I find that the mental exercise of keeping track of deviations in my course by visual, auditory and other sensory methods is essential in inland waters. I've learned a lot about my place in the universe this way and am not keen on giving it up to a gadget that can't tell me which way north is unless I point it northward.

Joel, I hope you will forgive me - it's just the opposite on my ship. The charts and compass are my guide and the GPS spends most of it's time in a dry bag. Very few batteries required.

Bursledon Blogger said...

I'm with you Michael the GPS is great in that it provides an accurate and immediate position fix - but it's the translation of that position onto a chart that creates for me at least, the real understanding of my position, surroundings (no matter how distant). I know people who go from here to there following the chart plotter but I like to feel much more engaged in the route. In similar circumstances to Michael some years ago we had a rough idea of where we were as the fog came down suddenly, just as we were leaving the river mouth, we spent a heart stopping time sailing in the shallows to avoid the ferries but having no idea where we were, other than it being too shallow for the big boats to get us.

Joel Bergen said...

I understand your points, and agree with them. Have you looked at Garmin's Bluechart though? I've compared what Bluechart shows me on my GPS screen with my paper charts and the Bluechart charts are actually more detailed than my paper charts (although I admit my paper ones are quite old now). No doubt you guys are much better at it than I, but I never feel exactly sure where I am on my paper charts, and I hit a rock once near Jones Is using them because of that. I appreciate the Zen of using them, but I'm also glad to worry less about your safety, my friend, knowing you also have a GPS safely tucked away in case you really do need it.

doryman said...

When Kees Prins was here and we sailed in Yaquina Bay, he used a new GPS with Bluechart. It was amazing for showing detail, which I could readily confirm from experience. Even the best intuition could not provide a safer platform. Max and I come from a background of bigger boats where the rule is to stay in water many times deeper than your draft. I'm still cautious about entering shoals colored in blue on the chart (10 fathoms, which is more than enough). Of course, on a bigger boat there would be radar, a depth sounder and a Loran too.

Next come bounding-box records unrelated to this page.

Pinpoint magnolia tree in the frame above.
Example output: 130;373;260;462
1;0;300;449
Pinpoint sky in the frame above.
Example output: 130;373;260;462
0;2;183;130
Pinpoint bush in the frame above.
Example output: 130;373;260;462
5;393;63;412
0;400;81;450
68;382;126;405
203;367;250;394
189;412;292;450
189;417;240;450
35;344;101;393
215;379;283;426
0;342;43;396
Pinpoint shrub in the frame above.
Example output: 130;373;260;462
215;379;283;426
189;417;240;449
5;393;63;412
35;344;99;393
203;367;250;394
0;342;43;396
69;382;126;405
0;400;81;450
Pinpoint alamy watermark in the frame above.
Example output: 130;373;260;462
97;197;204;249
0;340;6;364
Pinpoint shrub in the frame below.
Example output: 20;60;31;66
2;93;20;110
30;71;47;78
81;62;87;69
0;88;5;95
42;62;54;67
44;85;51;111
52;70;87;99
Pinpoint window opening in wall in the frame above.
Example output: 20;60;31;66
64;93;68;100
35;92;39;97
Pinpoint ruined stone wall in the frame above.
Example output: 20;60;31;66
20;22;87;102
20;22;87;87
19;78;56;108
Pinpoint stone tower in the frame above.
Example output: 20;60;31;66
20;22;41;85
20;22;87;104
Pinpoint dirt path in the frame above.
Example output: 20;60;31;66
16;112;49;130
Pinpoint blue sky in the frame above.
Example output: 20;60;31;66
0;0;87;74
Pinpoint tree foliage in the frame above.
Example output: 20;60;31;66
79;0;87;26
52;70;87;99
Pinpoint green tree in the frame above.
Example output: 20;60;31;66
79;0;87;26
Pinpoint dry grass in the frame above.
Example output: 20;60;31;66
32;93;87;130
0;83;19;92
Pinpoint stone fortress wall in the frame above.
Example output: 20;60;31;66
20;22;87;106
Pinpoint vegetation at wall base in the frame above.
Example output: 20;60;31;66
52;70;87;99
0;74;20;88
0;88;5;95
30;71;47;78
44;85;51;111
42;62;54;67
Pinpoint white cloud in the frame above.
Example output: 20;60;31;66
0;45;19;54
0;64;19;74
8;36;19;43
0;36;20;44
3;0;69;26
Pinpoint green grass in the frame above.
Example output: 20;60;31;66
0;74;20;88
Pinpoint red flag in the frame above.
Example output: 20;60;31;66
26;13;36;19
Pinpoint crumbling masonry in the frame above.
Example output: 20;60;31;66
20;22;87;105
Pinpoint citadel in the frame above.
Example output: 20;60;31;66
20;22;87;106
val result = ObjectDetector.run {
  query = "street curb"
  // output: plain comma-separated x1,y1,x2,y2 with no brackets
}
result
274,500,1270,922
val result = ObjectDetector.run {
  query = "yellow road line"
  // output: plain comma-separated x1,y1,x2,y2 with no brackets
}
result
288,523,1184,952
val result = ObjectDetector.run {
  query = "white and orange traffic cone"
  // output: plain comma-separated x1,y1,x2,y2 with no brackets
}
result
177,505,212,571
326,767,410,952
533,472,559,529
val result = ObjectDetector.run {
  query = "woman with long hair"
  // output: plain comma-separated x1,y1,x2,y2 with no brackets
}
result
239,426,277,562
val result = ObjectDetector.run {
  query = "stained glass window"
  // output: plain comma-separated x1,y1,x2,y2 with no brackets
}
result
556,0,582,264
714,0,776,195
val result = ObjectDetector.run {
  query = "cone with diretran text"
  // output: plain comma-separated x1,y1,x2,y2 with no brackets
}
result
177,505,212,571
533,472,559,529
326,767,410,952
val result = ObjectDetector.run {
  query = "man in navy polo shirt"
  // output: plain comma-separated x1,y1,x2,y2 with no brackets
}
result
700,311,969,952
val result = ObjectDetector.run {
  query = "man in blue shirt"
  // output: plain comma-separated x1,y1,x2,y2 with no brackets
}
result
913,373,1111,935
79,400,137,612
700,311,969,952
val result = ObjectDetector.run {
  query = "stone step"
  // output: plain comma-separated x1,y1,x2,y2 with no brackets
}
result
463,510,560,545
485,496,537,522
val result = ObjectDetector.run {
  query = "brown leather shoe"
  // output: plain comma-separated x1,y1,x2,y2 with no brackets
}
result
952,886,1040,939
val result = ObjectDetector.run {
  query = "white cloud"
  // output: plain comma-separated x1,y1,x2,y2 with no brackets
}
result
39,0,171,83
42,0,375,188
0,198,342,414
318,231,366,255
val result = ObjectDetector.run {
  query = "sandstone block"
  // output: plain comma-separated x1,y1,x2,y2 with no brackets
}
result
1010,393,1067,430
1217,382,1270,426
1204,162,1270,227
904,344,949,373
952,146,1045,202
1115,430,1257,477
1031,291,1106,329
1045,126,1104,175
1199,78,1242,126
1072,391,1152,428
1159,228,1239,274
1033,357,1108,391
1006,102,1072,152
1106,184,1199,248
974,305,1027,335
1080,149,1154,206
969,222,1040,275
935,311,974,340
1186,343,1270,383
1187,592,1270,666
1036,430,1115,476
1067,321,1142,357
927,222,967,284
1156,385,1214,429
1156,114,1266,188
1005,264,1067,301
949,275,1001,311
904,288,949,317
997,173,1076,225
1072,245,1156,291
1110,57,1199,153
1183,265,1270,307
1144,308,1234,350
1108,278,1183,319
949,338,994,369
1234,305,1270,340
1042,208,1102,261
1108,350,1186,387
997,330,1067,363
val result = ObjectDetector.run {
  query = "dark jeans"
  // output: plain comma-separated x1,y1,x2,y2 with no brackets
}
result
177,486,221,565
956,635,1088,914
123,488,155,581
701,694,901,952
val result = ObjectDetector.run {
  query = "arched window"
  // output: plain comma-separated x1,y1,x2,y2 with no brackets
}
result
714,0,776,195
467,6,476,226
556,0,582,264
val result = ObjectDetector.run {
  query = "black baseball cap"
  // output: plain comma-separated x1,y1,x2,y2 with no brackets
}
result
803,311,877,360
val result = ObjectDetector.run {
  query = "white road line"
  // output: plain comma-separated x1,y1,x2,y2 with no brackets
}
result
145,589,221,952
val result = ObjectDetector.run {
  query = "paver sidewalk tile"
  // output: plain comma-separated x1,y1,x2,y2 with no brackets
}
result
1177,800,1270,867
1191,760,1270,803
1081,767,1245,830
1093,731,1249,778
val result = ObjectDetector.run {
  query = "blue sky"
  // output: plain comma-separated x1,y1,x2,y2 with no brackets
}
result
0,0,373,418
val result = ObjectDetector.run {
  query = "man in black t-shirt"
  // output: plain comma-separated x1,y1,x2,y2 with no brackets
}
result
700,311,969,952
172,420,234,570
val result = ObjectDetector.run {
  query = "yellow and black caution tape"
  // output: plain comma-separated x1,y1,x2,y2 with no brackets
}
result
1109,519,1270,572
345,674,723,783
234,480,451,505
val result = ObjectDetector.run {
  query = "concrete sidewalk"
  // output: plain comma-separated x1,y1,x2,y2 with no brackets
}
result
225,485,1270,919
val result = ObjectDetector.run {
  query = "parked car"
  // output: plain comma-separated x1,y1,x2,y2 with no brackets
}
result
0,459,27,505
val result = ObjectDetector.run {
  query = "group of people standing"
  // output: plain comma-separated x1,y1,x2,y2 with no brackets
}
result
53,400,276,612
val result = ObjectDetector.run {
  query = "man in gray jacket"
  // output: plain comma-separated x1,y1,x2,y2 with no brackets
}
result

Still, it's what you're comfortable with. In this age I would be very foolish to advocate against GPS technology. When I was first introduced to it, there was a scrambled deviation built in by the government and your position was dubious. Now it would be my intuition and best guess that would probably be in error, as we see from this experience.

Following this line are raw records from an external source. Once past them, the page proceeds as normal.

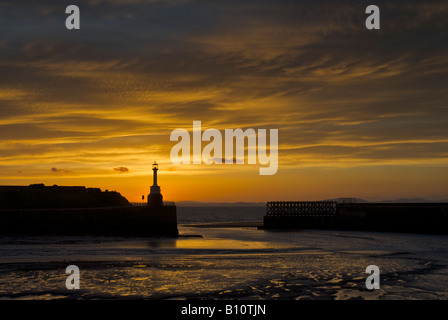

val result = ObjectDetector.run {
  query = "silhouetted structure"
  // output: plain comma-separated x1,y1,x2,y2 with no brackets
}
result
148,161,163,207
0,166,179,237
263,201,448,234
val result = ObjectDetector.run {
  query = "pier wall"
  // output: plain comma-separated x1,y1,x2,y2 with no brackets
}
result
263,201,448,234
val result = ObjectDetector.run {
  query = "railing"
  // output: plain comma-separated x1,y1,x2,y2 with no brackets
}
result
129,201,176,207
266,201,336,217
129,202,148,207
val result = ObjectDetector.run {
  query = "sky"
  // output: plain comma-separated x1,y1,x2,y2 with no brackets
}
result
0,0,448,202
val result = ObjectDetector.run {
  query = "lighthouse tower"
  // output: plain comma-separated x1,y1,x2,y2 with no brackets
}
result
148,161,163,207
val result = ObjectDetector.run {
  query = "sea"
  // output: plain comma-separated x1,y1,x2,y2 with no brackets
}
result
0,206,448,300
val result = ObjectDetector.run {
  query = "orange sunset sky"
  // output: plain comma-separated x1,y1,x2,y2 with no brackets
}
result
0,0,448,202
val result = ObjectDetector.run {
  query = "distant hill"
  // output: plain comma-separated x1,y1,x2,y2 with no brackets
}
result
0,183,130,209
324,198,369,203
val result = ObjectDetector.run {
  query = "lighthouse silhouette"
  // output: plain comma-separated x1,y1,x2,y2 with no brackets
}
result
148,161,163,207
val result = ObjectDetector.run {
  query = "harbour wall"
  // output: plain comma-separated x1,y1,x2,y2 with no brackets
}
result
263,201,448,234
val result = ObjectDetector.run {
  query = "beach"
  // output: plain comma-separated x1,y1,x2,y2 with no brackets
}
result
0,207,448,300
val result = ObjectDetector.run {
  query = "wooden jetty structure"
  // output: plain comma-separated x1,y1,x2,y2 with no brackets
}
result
263,201,448,234
0,163,179,237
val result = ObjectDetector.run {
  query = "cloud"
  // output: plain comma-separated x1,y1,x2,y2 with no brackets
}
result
50,167,71,173
114,167,129,173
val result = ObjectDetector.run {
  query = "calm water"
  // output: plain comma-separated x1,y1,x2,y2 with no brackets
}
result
0,207,448,299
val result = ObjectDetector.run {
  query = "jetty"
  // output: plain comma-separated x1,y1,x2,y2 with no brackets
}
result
263,201,448,234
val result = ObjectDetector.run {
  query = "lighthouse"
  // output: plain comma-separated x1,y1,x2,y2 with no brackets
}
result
148,161,163,207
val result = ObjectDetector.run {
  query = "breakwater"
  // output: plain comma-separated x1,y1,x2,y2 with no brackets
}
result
263,201,448,234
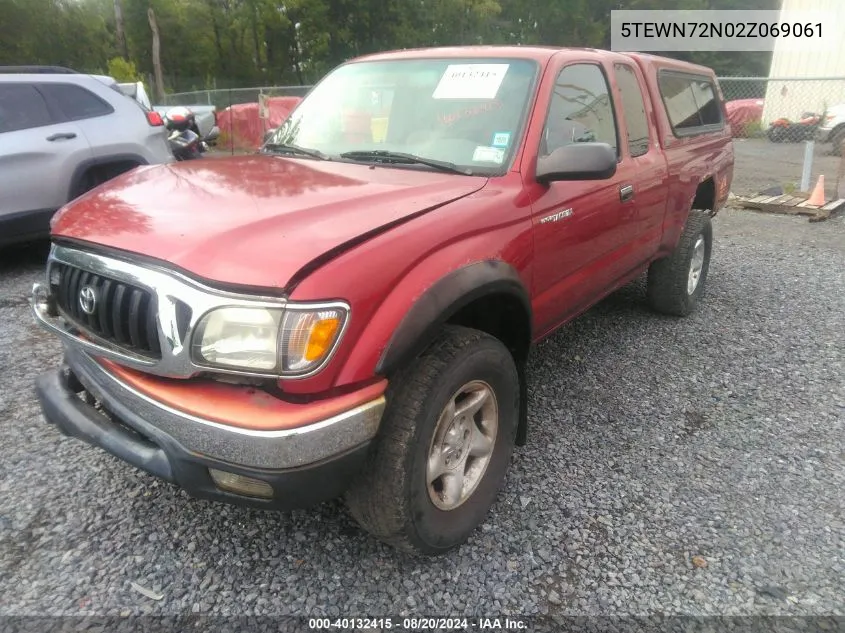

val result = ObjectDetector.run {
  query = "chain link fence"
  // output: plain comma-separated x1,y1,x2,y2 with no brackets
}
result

There is a big difference between having tools that can measure the width of a hair and having none at all. The point of this story is how an experienced mariner can make a potentially fatal error by being too cavalier about preparation. I think the GPS that I have used are not appropriate to use for navigation and a newer, more detailed unit might be on the wish list. But I'll have to draw the line there. One battery sucking gizmo is enough.